Free full text article: Dural Based Mass: Malignant or Benign

Abstract
In March 2007, a 68 year old female was diagnosed with colonic adenocarcinoma metastatic to the lungs and a frontoparietal parafalcine lesion suspected to be a meningioma was also noted. She denied neurologic symptoms and resection of the parafalcine lesion did not occur. For 14 months, she received chemotherapy with poor response. In June 2008, she developed multiple focal neurologic deficits. Enlargement of the parafalcine brain lesion was noted on head computerized tomography and magnetic resonance imaging. Cerebral angiogram demonstrated a parafalcine mass supplied by the middle meningeal artery. All 3 modality findings confirmed a meningioma. Embolization of the middle meningeal artery with craniotomy for excision of the suspected meningioma was performed.

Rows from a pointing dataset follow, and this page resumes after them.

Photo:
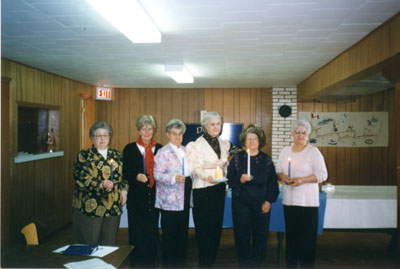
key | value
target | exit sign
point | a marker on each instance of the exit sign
(103, 93)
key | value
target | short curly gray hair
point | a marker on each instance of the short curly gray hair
(207, 116)
(253, 129)
(99, 125)
(301, 123)
(145, 120)
(177, 124)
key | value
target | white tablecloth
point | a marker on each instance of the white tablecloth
(350, 207)
(361, 207)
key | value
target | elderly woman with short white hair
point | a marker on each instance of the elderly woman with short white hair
(99, 192)
(173, 195)
(138, 170)
(206, 155)
(301, 167)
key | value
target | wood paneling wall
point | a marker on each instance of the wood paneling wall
(235, 105)
(41, 191)
(360, 166)
(369, 56)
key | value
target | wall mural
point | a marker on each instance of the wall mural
(347, 129)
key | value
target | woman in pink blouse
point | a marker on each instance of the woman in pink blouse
(301, 167)
(173, 195)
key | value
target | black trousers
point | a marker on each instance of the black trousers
(301, 235)
(208, 214)
(95, 230)
(144, 236)
(250, 222)
(175, 225)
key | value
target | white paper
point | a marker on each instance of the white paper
(92, 263)
(100, 252)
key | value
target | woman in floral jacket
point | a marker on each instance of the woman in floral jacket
(173, 195)
(100, 193)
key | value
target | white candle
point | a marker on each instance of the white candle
(218, 173)
(112, 176)
(248, 162)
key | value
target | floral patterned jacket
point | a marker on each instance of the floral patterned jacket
(90, 169)
(169, 194)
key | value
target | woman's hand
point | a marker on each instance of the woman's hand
(142, 178)
(180, 179)
(297, 181)
(210, 179)
(123, 197)
(245, 178)
(285, 179)
(265, 207)
(108, 184)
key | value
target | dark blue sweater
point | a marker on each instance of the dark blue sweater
(263, 186)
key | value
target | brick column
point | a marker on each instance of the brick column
(281, 126)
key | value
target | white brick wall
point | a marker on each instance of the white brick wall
(281, 126)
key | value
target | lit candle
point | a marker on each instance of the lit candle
(218, 173)
(144, 163)
(183, 166)
(112, 176)
(248, 162)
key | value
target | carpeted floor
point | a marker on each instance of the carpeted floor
(334, 249)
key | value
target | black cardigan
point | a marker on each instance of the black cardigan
(141, 198)
(263, 186)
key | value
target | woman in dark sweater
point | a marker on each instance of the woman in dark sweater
(138, 160)
(252, 195)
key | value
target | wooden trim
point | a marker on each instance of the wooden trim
(5, 160)
(35, 105)
(397, 109)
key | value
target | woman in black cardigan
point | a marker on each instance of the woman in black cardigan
(138, 165)
(253, 191)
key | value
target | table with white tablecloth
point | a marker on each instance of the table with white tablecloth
(347, 207)
(361, 207)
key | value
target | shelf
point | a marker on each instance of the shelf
(35, 157)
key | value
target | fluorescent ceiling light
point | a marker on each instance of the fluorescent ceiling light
(129, 17)
(179, 73)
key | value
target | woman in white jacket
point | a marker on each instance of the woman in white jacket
(301, 167)
(207, 154)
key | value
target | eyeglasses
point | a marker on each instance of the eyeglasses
(105, 136)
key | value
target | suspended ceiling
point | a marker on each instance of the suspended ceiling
(230, 43)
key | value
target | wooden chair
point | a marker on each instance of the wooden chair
(30, 233)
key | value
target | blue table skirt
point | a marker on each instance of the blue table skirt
(277, 221)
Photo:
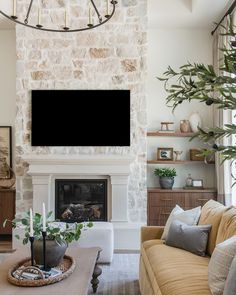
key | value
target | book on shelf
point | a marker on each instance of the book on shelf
(166, 131)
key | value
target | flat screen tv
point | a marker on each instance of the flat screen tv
(80, 118)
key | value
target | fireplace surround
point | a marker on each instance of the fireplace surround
(79, 200)
(46, 169)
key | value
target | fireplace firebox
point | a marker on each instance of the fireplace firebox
(79, 200)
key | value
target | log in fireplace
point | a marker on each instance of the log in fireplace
(78, 200)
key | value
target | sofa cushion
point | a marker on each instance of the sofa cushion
(176, 271)
(219, 265)
(192, 238)
(150, 243)
(230, 284)
(189, 217)
(212, 213)
(227, 227)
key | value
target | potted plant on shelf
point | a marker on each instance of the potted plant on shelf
(58, 235)
(166, 177)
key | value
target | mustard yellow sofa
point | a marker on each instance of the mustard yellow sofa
(166, 270)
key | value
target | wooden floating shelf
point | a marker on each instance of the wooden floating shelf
(174, 134)
(176, 162)
(180, 190)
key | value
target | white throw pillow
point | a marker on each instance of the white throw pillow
(190, 217)
(230, 283)
(219, 265)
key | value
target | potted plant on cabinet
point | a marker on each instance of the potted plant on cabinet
(58, 235)
(166, 177)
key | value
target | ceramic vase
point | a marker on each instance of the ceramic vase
(184, 126)
(195, 121)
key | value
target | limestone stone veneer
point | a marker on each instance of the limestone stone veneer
(45, 169)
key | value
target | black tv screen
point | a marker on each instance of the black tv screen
(80, 118)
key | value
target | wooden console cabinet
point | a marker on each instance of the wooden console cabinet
(7, 209)
(161, 202)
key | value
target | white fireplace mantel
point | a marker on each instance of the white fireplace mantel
(77, 164)
(45, 169)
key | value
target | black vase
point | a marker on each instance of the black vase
(166, 182)
(54, 252)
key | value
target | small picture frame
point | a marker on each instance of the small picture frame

Pathology indicated metastatic adenocarcinoma with colonic primary without evidence of meningioma. Meningiomas are the most common dural based lesions; however, a variety of dural lesions mimic meningiomas. Dural metastatic tumors mimicking meningiomas is an uncommon phenomenon, particularly when the primary location is the colon. This paper additionally discusses the differentiation of benign dural based tumors like meningiomas from malignant findings. Multiple adjunct studies can differentiate meningiomas from metastatic tumor. The definitive diagnosis is based on histopathology.